At 16, he graced the cover of Sports Illustrated as the “Chosen One.” At 19, when most elite players are starting college ball, he was the National League rookie of the year. At 22, he was unanimously voted the NL Most Valuable Player, the youngest to score such a sweep. That was last year. This year, he’s even better.

He came in as a brash, hyperenergetic, often reckless rookie who in his eighth major league game stole home off a former World Series MVP pitcher who had deliberately plunked him minutes earlier just to teach him a lesson. It obviously didn’t take.

These days, Harper plays with more controlled fury. No longer crashes into outfield walls. And has tamed his violently explosive swing with such pitch recognition and plate discipline that in the age of the strikeout — up 24 percent in the last decade — he has (as of this writing) fewer strikeouts than home runs.

And it’s those home runs that turn every Harper at-bat into an event. Like Thursday last week. Harper comes to the plate with 99 career home runs. Bases loaded, two outs, Nats trailing 1-0, crowd rocking.

It was a movie moment and he did his Roy Hobbs — a rocket to right field that seemed to be still rising when it hit the scoreboard on the upper-deck façade. And broke it. Knocked out the “r” in the Good Humor ad running at the moment of impact. Place went nuts.

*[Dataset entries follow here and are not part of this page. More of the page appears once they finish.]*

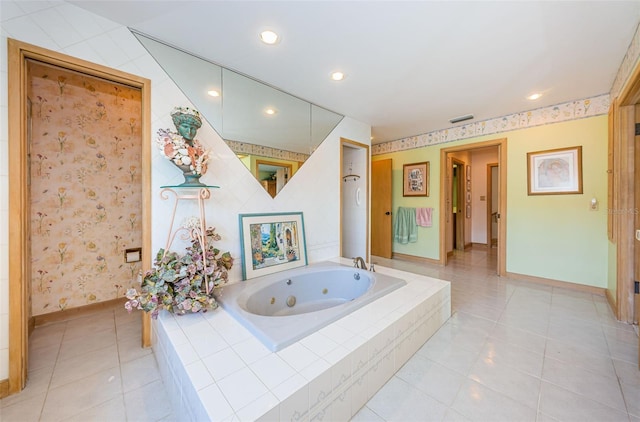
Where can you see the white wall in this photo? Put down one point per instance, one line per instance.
(64, 28)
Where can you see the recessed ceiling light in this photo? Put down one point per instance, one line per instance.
(337, 76)
(269, 37)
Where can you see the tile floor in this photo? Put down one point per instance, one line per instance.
(512, 351)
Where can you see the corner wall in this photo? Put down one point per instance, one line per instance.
(551, 236)
(93, 38)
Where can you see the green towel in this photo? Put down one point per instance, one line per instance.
(406, 229)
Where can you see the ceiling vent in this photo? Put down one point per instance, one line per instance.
(461, 118)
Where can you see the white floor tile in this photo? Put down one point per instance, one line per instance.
(481, 403)
(565, 405)
(595, 386)
(398, 401)
(519, 340)
(432, 379)
(70, 399)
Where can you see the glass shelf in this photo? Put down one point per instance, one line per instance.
(189, 187)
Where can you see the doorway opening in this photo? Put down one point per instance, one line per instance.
(23, 166)
(458, 202)
(465, 216)
(493, 200)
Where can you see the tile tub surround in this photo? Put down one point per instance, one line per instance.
(214, 369)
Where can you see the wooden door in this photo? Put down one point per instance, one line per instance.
(458, 196)
(381, 211)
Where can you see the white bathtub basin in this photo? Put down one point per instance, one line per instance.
(281, 308)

Harper’s first-ever grand slam. What does he do the very next time he comes up with the bases loaded, just five days later? Need you ask?

In spring training, Harper hit two home runs in a game off Cy Young winner Justin Verlander. The second cleared a 35-foot wall at the 420-foot mark in dead center. Said the Nats’ new pitching coach, incredulous, to the manager: “We get to watch this every day?”

If you live in Washington, you get to watch this — our own young Mickey Mantle — 81 times a season. How then can you get too despondent about our presidential choices, the kowtow to Cuba or the decline of the California smelt? It’s spring. It’s warm. There’s baseball. There’s Harper. Why, even the Cubs are good this year.